Page 118 of Knight

“What did she say?” he asks, glancing back at the kitchen with a sexy little half-smirk.

But I change the topic. “What do you think of the food?” Willow gets a harder kick from me under the table and she stuffs a spoonful of rice in her mouth.

Damien smiles, meeting my eyes as if he’s searching them for an answer. We both know neither of us is forthcoming with our feelings and discussing how we feel in the middle of a crowded restaurant isn’t the best idea. “It’s pretty fucking amazing, I’ve been eating here all week.” He leans back in his chair, an arm swooping behind me. “You grew up with this stuff?”

Nodding, it’s hard not to cozy up to him. “Mhm. My dad’s Jamaican. Was.”

“Irish mom,” Willow informs with a full mouth.

His eyes narrow, moving to the watch on my wrist, my palm on my chin before he meets my gaze again. “There’s a lot we’re still learning about each other, huh?”

“Mhm.” It’s kind of scary. This connection we have. It’s all-consuming yet there’s still so much to discover.

“You two should go for a walk,” Willow pipes up again. “You know, show Damien more of our old home. Our rags to riches story.”

Is she wing-manning me? Wing-womaning? “It’s cold,” I say, glancing at her. There’s no way I’m leaving her alone in The Grove.

“He’ll keep you warm,” she counters. “You want to go for a walk with her, right Damien?”

God, she sounds like one of Lea’s minions, trying to thwart a position in her favour. What’s her plan here?

“A walk sounds enlightening,” he says, his hand coming to my thigh. “I’ll keep her warm.”

“Oh, will you?” I ask, already lost in his icy-hot touch.

His voice lowers into the growl of a sex god. “Do I have to prove that?”

“Ew.” Willow pulls the rest of our meals towards her. “I’ll be fine here. Now, go. Please. For my sake.”

“Fine,” I give in, wiping my bare lips with a napkin. “Let me show you around.”

After making sure Willow’s okay, Damien and I bundle up and take a stroll around my old hometown. This is even more surreal than sitting in Anansi’s. I never imagined things would turn out this way.

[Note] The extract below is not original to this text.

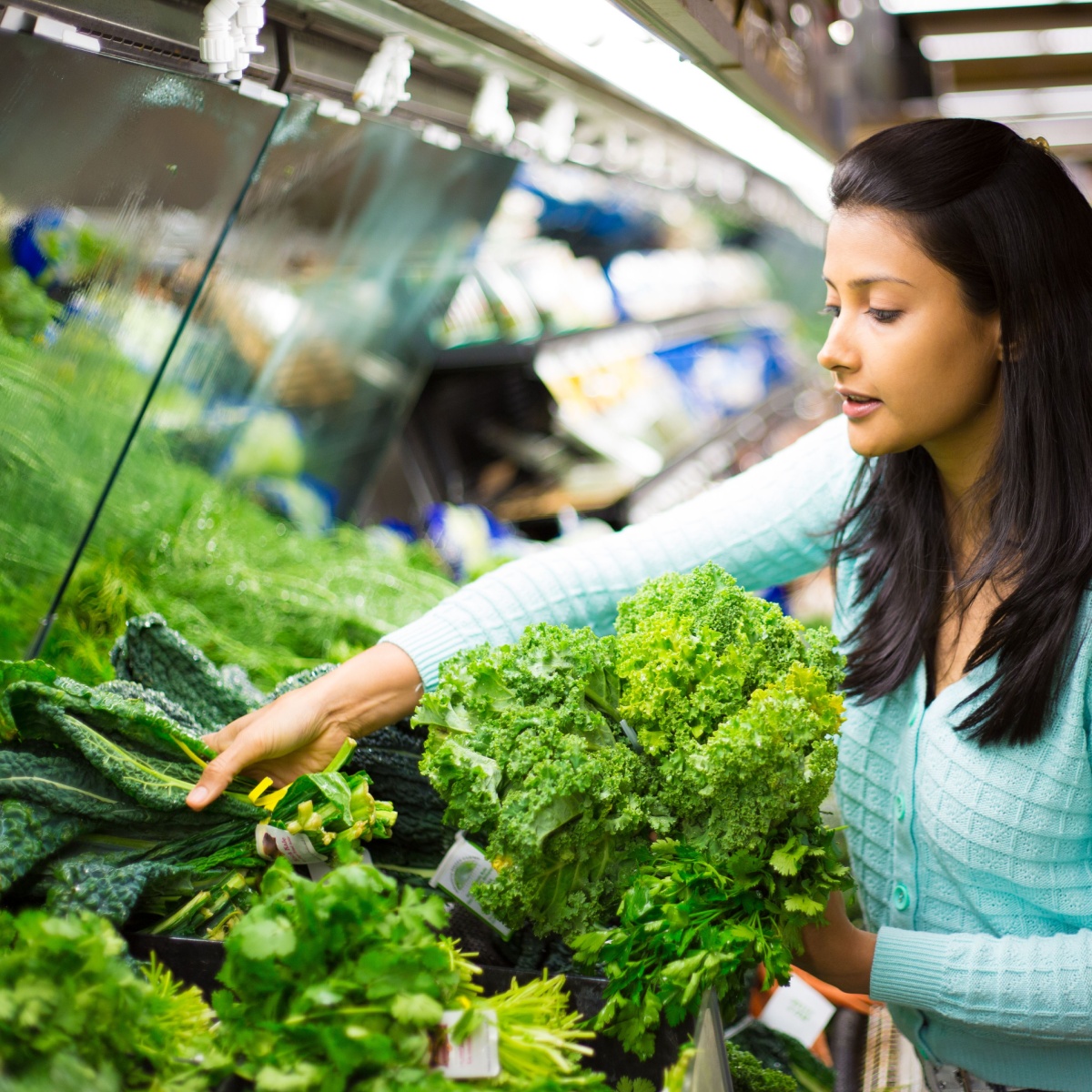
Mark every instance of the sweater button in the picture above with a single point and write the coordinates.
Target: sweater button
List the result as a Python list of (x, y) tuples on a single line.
[(901, 896)]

Never thought my parents would be gone. Never thought I’d be dating Damien King, one of the richest guys on the east coast.

Damien and I walk by my old elementary school, my old high school, and the diner I used to work at. All the while, I’m filling him in on our little tricks and schemes that the guys and I used to get money. I show him where I got that little scratch under my ass from hopping a fence and where I even had my first kiss.

“In an alley?” he asks.

“Sorry we’re not all so privileged to have our first kiss in a pool filled with melted gold,” I say. “Or angels carrying harps playing Marvin Gaye.”

That gets me his rolling chuckle, deep and piercing. “I had my first kiss behind my elementary school but in an alley … that’s very—”

“What? Trashy?” I’m defensive and I don’t know why. Blame the weeks of having rich assholes bully me.

“You,” he says. “It’s very you.” The way he bites his lip makes me think that this is a good thing. “Should we reenact that?”

I snort, “My first kiss?” He looks down the alleyway, nothing but a light shining on a dumpster, cardboard on the ground. It’s empty. Dark. And I’m sure it creates the perfect wind-tunnel. “Here?”

He leans into my ear, “Yeah, here.” I give him a look before he takes my hand, leading me down the alley.

“You jealous that someone else kissed me here first?” I ask before poking my tongue through my lips. “You want to mark your territory?”

He smirks, leading me past the light before my back presses against the wall, “Yeah, I do.”

Twenty-Seven

“Is there a problem with that, Rowland?”

Damien’s finger trails down my thigh and even in the chilly air, it sends hot tingles firing through me. He’s using that voice he knows I like and it isn’t helping my protest. Neither is his hand slipping into the front of my jeans.